No threads are being kicked off - from strace, this seems to be the key:

seccomp(SECCOMP_SET_MODE_FILTER, 0, {len=1, filter=0x2000000003c0}) = 0
exit_group(0) = 231
--- SIGSEGV {si_signo=SIGSEGV, si_code=SI_KERNEL, si_addr=NULL} ---
exit_group(11)

as that WARN_ON_ONCE() in the report is indeed triggered off the
2nd exit_group() syscall.

--
Jens Axboe

[Kees Cook]

Thank you for tracking this down! I've been busy with fixing my rc1
kmalloc_obj breakages and didn't have time to look at this more.

--
Kees Cook

[Oleg Nesterov]

On 02/17, syzbot wrote:
>
> WARNING: kernel/seccomp.c:1407 at __secure_computing+0x2ae/0x2e0 kernel/seccomp.c:1407, CPU#1: syz.0.17/6077

#syz test

So signalfd_dequeue() is called by get_signal() -> task_work_run(), the work
was queued by io_uring... Thanks Kusaram.

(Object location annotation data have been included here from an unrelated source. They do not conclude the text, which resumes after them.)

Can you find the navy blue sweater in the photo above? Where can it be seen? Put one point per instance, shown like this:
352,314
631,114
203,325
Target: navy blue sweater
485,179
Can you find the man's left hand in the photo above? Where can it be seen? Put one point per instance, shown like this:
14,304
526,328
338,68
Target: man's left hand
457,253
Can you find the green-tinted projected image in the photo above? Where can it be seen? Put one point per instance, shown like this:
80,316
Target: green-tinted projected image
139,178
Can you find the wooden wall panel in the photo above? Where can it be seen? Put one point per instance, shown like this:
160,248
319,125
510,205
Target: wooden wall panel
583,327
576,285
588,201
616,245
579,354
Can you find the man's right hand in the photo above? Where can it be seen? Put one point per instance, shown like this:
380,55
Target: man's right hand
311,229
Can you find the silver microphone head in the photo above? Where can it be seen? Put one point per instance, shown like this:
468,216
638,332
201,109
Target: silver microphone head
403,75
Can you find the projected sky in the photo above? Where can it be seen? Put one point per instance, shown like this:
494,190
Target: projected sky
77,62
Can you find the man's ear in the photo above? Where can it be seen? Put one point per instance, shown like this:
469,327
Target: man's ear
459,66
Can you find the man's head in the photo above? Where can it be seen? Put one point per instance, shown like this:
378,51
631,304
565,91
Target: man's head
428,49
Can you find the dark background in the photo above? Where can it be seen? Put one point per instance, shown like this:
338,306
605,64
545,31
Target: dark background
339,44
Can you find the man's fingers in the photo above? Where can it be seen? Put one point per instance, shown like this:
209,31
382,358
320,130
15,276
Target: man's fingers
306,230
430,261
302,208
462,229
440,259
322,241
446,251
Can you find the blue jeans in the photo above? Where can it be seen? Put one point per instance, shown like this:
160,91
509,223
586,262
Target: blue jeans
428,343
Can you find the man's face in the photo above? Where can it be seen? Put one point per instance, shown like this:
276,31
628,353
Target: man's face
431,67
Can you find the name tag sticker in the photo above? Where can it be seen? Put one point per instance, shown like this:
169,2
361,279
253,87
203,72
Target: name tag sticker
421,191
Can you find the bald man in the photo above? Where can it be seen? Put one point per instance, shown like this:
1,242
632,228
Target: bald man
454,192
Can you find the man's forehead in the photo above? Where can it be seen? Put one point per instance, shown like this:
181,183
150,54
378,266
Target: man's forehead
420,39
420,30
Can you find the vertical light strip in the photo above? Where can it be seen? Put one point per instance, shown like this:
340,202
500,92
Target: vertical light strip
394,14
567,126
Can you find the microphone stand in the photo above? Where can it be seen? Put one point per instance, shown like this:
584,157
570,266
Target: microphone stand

Obviously this is not the right fix (and we should not blame io_uring), but
lets test to ensure.

Oleg.
---

diff --git a/fs/signalfd.c b/fs/signalfd.c
index dff53745e352..8819dea943f8 100644
--- a/fs/signalfd.c
+++ b/fs/signalfd.c
@@ -158,6 +158,9 @@ static ssize_t signalfd_dequeue(struct signalfd_ctx *ctx, kernel_siginfo_t *info
ssize_t ret;
DECLARE_WAITQUEUE(wait, current);

+ if (current->seccomp.mode == SECCOMP_MODE_FILTER + 1) // SECCOMP_MODE_DEAD
+ return -EINTR;
+
spin_lock_irq(&current->sighand->siglock);
ret = dequeue_signal(&ctx->sigmask, info, &type);
switch (ret) {

[syzbot]

Hello,

syzbot has tested the proposed patch and the reproducer did not trigger any issue:

Reported-by: syzbot+0a4c46...@syzkaller.appspotmail.com
Tested-by: syzbot+0a4c46...@syzkaller.appspotmail.com

Tested on:

commit: 7ca6d1cf Merge tag 'powerpc-7.0-4' of git://git.kernel..
git tree: upstream
console output: https://syzkaller.appspot.com/x/log.txt?x=106df3d6580000
kernel config: https://syzkaller.appspot.com/x/.config?x=4f34697150c7a709

dashboard link: https://syzkaller.appspot.com/bug?extid=0a4c46806941297fecb9
compiler: gcc (Debian 14.2.0-19) 14.2.0, GNU ld (GNU Binutils for Debian) 2.44

patch: https://syzkaller.appspot.com/x/patch.diff?x=12f9946a580000

Note: testing is done by a robot and is best-effort only.